Cogito Ergo WHAT? Or, It's a Geodesic, Stupid

As many of you know, American Philistine exists in part to assist in the translation of orthodox Presbyterianism from the antiquated idiom of Victorianism into the dialect of the "post-everything" person (a dialect which we call "poster parlance"). However, as I told a dear friend during a recent cigar-smoke-and-rum inundated evening, it is sometimes difficult to imagine what shape a faithfully translated Presbyterianism would take. It seems to me that one helpful move in creating this new incarnation would be to exit the Cartesian-Newtonian universe that we lamentably seem to still inhabit.

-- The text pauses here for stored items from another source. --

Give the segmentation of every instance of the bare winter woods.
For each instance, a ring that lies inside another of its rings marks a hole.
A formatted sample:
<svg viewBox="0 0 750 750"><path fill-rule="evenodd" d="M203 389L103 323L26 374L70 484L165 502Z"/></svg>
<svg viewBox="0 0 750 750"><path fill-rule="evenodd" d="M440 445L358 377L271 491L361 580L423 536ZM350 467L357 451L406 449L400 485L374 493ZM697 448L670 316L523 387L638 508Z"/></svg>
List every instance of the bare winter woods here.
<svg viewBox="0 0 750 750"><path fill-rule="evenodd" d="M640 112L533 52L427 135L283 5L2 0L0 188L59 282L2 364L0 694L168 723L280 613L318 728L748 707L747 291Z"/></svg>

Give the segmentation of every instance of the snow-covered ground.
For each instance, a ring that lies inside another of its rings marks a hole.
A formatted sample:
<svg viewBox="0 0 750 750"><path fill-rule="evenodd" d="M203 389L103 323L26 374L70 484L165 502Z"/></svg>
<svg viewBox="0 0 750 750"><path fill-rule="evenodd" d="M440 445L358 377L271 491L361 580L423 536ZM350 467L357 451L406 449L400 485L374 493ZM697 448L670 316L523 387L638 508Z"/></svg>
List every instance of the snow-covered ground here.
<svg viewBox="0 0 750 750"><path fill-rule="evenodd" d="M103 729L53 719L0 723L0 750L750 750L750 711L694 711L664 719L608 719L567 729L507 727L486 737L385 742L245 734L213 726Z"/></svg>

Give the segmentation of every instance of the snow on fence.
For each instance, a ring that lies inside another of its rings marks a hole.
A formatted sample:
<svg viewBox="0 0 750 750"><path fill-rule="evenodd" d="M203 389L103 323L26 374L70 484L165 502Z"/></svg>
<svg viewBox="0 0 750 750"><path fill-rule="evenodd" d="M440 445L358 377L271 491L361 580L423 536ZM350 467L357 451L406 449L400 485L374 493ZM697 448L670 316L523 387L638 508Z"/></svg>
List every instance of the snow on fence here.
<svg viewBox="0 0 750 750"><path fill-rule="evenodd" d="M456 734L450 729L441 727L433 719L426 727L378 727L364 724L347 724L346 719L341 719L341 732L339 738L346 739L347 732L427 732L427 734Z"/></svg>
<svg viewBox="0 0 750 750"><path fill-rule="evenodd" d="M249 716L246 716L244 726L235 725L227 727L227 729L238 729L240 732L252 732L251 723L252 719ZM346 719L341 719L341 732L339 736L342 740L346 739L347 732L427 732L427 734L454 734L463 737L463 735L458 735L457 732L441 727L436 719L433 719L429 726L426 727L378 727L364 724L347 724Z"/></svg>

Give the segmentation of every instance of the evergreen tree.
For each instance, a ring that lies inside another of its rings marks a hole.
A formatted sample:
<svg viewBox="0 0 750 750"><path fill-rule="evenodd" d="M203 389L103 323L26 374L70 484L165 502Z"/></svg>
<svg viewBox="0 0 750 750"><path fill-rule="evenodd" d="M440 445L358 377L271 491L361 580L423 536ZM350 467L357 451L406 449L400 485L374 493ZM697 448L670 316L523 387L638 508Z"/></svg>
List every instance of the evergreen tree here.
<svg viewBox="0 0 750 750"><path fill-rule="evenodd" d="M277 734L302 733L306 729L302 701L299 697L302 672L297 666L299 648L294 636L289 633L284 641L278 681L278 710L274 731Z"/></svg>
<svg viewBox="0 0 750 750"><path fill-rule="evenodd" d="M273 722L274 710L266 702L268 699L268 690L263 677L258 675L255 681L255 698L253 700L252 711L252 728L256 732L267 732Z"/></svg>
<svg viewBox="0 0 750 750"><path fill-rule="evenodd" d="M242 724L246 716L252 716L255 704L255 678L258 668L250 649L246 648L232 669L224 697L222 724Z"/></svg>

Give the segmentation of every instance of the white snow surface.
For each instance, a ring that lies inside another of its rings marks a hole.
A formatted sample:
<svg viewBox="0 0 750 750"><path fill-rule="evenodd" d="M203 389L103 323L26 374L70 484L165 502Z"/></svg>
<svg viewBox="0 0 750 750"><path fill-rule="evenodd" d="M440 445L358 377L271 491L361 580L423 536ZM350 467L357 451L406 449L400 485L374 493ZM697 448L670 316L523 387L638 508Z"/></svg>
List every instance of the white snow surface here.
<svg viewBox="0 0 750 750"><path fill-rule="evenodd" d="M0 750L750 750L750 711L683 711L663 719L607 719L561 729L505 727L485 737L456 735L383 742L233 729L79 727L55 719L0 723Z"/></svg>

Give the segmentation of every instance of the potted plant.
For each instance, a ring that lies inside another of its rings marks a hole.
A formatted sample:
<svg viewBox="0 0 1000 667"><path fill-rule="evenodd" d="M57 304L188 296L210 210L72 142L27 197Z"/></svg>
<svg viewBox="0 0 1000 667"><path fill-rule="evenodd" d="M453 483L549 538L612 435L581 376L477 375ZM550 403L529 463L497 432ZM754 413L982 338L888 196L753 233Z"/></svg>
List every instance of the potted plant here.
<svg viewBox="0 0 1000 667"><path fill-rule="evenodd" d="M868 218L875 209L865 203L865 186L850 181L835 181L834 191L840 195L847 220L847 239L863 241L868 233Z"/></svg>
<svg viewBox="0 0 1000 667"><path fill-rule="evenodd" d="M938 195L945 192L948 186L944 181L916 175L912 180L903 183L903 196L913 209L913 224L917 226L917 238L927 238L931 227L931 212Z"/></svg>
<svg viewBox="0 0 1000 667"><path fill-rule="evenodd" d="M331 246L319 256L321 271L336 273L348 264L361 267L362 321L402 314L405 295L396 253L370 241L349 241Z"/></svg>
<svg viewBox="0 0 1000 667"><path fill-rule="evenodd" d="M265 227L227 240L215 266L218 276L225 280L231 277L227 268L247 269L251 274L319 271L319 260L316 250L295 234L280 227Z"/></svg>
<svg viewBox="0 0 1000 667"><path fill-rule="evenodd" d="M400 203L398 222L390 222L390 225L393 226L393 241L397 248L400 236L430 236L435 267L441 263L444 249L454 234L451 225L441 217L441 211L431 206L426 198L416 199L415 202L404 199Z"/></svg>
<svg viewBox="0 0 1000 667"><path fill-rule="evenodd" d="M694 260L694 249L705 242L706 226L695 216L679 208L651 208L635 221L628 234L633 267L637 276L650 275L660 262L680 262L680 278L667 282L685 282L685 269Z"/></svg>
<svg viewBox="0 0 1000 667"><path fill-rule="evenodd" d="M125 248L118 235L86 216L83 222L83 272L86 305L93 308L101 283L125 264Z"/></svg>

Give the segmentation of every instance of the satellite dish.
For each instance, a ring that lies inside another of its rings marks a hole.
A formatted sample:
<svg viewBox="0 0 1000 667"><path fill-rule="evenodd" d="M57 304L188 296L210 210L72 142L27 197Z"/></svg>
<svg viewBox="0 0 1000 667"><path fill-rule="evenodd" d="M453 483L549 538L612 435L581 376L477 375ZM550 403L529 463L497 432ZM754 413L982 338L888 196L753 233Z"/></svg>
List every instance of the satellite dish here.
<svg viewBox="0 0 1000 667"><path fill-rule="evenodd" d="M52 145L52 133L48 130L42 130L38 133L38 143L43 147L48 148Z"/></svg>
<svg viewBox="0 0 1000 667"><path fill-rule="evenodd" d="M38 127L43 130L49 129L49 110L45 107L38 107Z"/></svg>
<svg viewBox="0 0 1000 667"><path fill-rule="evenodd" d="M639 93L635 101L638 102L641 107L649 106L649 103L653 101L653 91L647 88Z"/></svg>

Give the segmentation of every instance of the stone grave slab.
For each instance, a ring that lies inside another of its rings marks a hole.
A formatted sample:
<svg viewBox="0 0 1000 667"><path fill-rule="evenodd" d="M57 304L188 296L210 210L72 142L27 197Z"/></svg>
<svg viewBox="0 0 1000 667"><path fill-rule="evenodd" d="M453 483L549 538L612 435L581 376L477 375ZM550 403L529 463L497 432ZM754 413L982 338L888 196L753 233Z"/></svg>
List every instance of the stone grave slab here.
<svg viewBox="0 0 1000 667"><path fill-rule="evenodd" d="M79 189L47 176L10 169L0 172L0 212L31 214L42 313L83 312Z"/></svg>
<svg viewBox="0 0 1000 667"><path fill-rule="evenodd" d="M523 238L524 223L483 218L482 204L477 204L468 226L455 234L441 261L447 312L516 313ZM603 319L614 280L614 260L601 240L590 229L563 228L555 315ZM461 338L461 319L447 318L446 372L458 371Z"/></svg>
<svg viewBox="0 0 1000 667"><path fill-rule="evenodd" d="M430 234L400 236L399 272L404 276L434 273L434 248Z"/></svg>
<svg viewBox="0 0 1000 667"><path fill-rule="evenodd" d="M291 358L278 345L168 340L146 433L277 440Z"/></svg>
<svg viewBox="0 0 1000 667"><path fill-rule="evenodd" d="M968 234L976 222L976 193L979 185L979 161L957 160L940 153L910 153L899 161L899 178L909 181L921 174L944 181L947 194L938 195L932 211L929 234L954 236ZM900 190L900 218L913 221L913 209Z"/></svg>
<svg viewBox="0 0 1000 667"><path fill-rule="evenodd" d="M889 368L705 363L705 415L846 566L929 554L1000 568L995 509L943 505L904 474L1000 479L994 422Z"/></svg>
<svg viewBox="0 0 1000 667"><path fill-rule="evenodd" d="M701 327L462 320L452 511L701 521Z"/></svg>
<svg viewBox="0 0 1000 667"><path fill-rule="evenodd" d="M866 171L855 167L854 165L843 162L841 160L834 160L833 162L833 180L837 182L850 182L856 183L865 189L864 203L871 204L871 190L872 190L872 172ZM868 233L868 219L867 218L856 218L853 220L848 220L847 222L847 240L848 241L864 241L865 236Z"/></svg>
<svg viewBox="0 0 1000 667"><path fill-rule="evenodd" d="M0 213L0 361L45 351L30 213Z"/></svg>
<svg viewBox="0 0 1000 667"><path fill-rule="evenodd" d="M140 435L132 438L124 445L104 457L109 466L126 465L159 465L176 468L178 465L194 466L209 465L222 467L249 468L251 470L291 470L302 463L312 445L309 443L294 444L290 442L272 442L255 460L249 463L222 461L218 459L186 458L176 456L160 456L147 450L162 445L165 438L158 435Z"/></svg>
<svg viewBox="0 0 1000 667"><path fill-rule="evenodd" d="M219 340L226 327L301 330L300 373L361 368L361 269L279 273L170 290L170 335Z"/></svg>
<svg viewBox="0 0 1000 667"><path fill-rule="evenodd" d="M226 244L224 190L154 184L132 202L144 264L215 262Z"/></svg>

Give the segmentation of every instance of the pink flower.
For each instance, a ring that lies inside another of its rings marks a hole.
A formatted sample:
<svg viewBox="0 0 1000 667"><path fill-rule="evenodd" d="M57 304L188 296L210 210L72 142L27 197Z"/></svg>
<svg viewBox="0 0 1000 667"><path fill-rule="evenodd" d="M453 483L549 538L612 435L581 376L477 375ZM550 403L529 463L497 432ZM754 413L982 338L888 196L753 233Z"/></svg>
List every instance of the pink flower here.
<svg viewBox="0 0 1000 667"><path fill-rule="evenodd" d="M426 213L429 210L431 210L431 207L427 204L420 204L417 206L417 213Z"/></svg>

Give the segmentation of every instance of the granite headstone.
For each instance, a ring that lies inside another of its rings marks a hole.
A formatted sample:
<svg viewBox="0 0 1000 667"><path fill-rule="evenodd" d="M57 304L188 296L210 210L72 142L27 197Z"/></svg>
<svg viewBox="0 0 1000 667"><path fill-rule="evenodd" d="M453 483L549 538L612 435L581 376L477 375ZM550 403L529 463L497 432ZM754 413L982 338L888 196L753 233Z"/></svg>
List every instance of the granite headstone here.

I've been reading Heidegger's Being and Time recently, and his discussion of Descartes started me thinking about orthodoxy's penchant for operating within a Newtonian universe, with all the Cartesian baggage that that universe entails. The only problem being this: several years back, there was this dude named Einstein, and he kind of interrupted the whole Newtonian gig, much as we all preferred the Newtonian thing. And then, around the same time, some dog named Heidegger came out with this anti-metaphysical phenomenological ontology that kind of turned into existentialism when Sartre and Camus got a hold of it. So, what happened is kind of like this: people don't really live in a causal, dualized universe anymore. They live in a relativized, existentialized universe.

Derrida, for example, has made bank with the idea of "curved space," the lines of which are known as "geodesics." He fruitfully uses Einsteinian physics as metaphorical bolstering for his infinite play. Meanwhile, we're still talking about moths and flames. To make matters worse, we still rely on the Platonic tripartite breakdown of the soul, which is hopelessly antiquated now that "the ghost in the machine" model of humanity has been discontinued. Like it or not, we are in a quantum universe, with all the counter-intuitiveness that's entailed by that. And the human inhabitants of that quantum universe are deeply imbued with a sense of "the horizon of their ownmost possiblities," to use Marty's catchy phrase. So, as a step toward the translation of orthodoxy, I suggest that we locate the correct universe and life form first.